Some metacommunicative signals are nonverbal. The term kinesics, referring to body motion communication and occasionally employed by Bateson, was first used in 1952 by Ray Birdwhistell, an anthropologist who wished to study how people communicate through posture, gesture, stance, and movement. Part of Birdwhistell's work involved filming people in social situations and analyzing them to show different levels of communication not clearly seen otherwise. Birdwhistell's research was influenced by Margaret Mead and Gregory Bateson; all three were participants in the Macy Conferences in Group Processes, and both Birdwhistell and Bateson were part of a later multidisciplinary collaboration, The Natural History of an Interview.

From 1952–1962, Bateson directed a research project on communication. This paid particular attention to logical paradoxes including Russell's paradox 1901 and to Bertrand Russell's Theory of Types, Russell's solution to it. Bateson and his associates here pioneered the concept of meta-communication - something that means different (often contradictory) things at different levels. Meta-communication is thought to be a characteristic feature of complex systems.

==Studies and areas of research==

===Meta-language and logic===
In 1975, Frits Staal related the term to the metalanguage concept that is found in logic both in Western and Indian traditions. Staal considered the term metalanguage, or its German or Polish equivalent, to have been introduced in 1933 by the logician Alfred Tarski, whom he credits with having made apparent its real significance.

Russell's 1902 solution to his logical paradox comes in large part from the so-called vicious circle principle, that no propositional function can be defined prior to specifying the function's scope of application. In other words, before a function can be defined, one must first specify exactly those objects to which the function will apply (the function's domain). For example, before defining that the predicate "is a prime number", one first needs to define the collection of objects that might possibly satisfy the predicate, namely the set, N, of natural numbers. It functions as a formal definition of the function of meta-communication in communication.

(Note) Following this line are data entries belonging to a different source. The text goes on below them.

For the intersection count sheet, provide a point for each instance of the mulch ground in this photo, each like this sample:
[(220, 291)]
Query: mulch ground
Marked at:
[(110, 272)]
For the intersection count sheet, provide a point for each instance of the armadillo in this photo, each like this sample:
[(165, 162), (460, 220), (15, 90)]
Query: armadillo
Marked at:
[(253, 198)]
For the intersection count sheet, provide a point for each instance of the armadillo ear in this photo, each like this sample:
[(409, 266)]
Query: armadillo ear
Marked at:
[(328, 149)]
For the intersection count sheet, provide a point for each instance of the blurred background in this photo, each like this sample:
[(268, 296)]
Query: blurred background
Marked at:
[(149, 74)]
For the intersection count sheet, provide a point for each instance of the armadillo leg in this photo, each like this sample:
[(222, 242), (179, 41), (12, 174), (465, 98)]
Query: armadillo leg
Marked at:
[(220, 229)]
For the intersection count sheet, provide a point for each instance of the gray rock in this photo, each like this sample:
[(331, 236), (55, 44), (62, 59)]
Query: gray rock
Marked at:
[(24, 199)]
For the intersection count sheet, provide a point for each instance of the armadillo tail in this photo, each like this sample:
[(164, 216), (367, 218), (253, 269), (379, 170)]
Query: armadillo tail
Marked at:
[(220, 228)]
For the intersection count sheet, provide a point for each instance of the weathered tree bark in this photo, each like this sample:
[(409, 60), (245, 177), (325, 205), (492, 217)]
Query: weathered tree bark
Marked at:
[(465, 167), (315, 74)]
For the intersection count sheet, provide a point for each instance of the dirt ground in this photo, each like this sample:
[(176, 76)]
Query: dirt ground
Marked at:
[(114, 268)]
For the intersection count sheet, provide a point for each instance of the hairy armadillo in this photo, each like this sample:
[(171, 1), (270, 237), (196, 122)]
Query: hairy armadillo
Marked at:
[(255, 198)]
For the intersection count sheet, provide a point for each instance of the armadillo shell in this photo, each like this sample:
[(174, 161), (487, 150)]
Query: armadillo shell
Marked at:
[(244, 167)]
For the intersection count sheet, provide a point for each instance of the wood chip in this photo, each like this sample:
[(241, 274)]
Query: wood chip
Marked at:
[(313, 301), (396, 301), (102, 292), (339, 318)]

===Ivan Pavlov: Context as meta-signaling about primary signal===
Ivan Pavlov had learned that the ringing of the bell signaled "food is on the way" in his experiment in which dogs were trained to salivate upon hearing a bell ring. This was accomplished by ringing a bell just prior to feeding the dogs. After repeating this procedure for some time it was found that the dogs would salivate after hearing the bell - without the need for food being presented.

Something that is not often discussed in context with this experiment is the fact that the dogs would not salivate unless they were wearing a special harness. When exposed to the bell ringing without wearing the harness, the dogs did not salivate. The dogs only salivated upon hearing the bell while wearing the harness.
The bell ringing was direct communication of information, but the context of the communication also conveyed information.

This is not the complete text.